The same copper mines near the mountain were used later. The ancient mines were discovered during the development of the territory by the Russians, and samples of copper ore from them were delivered to Verkhoturye and Tobolsk in 1702. The ore was examined by the Andrew Vinius, duma diak of the Sibirskiy prikaz, who instructed local authorities to organize mining. Regular mining began in 1708, despite the relatively low copper content of the ore. It was carried out at the southwestern foot of Dumnaya mountain. Later in 1709, a richer Gumyoshevskoe deposit was discovered nearby.
In 1724-1725, the Polevskoy Copper Smelting Plant was built near Dumnaya mountain.
The characteristics of the mountain were first documented in 1867 by Ernst Reinhold von Hofmann in Gornyj zhurnal (Russian: Горный журнал). He estimated the mountain's elevation above Polevaya to be 173 ft, and 1,248 ft above sea level.
In 1960, the mountain and its surroundings were taken under protection as a natural monument. The area of the protected territory is 3.5 ha.
Attractions
- Before the revolution there was the Voznesenskaya (Russian: Вознесенская) chapel on the top of Dumnaya mountain. At the end of the XIX century during the church holidays, there were processions to the mountain. The chapel was demolished in the 1920s, and in 2011 parishioners of St. Peter and Paul Church of Polevsky built a six-meter high cross in place of the demolished chapel.
- A mass grave near the summit contains the remains of six locals who were shot by the White Army in July 1918. A monument was built over the grave in 1929, bearing the inscription "Heroes Fallen for Freedom". On a marble pedestal stands a cast-iron figure of a worker with a rifle and a hammer in his hands. The sculpture was cast at the Kaslinsky Factory from a model by the sculptor Klodt, a descendant of the author of the sculptural groups on the Anichkov Bridge in St. Petersburg.
In literature
The future writer Pavel Petrovich Bazhov lived in Polevskoy plant from 1892 to 1895. On Dumnaya mountain at that time there was a large firewood area for the needs of the factory. To guard the firewood there was a gatehouse where children would gather to listen to the tales of one of the watchmen, Grandpa Slyshko (Vasily Alekseevich Khmelinin). These stories, in which the Dumnaya Gora often appears, the writer later translated them into tales that made up the collection 'The Malachite Box'. The short story "Karaulka on Dumnaya mountain" became the preface to the book. In his memoirs Bazhov also recounts the words of a coachman when he moved to Polevskoy: "Here, they say, Pugachev sat for three days, thinking. That's why Dumnaya is called". Apparently, this story reflects the above story about an attempt by one of Pugachev's detachments to attack the factory (Pugachev himself was not in these places).

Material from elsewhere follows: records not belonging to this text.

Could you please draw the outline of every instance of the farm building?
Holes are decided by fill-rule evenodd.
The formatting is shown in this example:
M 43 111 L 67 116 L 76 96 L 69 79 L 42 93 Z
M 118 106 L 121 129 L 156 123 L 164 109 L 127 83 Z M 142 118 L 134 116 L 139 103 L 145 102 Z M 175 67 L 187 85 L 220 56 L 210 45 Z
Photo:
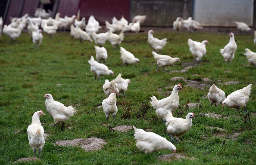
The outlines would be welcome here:
M 34 16 L 37 8 L 71 16 L 94 16 L 101 24 L 110 21 L 113 16 L 122 15 L 131 21 L 135 15 L 147 15 L 144 26 L 172 26 L 177 17 L 193 19 L 204 26 L 235 26 L 234 21 L 242 21 L 256 27 L 256 1 L 254 0 L 2 0 L 0 16 L 5 24 L 9 17 L 21 17 L 26 13 Z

In Bazhov's tale "Dorogoe imjatchko" (Russian: Дорогое имячко), another pure folklore version of the origin of the mountain's name is stated. It says that in the cave of the mountain, now buried, "old people" lived (Mansi, White-eyed Chud). They were not interested in the mineral trade. When the land was filled with belligerent Russian treasure hunters, the old people gathered for a council. "They thought here for three whole days. That's why the mountain is called Dumnaya. It used to have a different name. They thought it over and decided to move to a new place where there is no gold at all, but animals, birds and fish in abundance".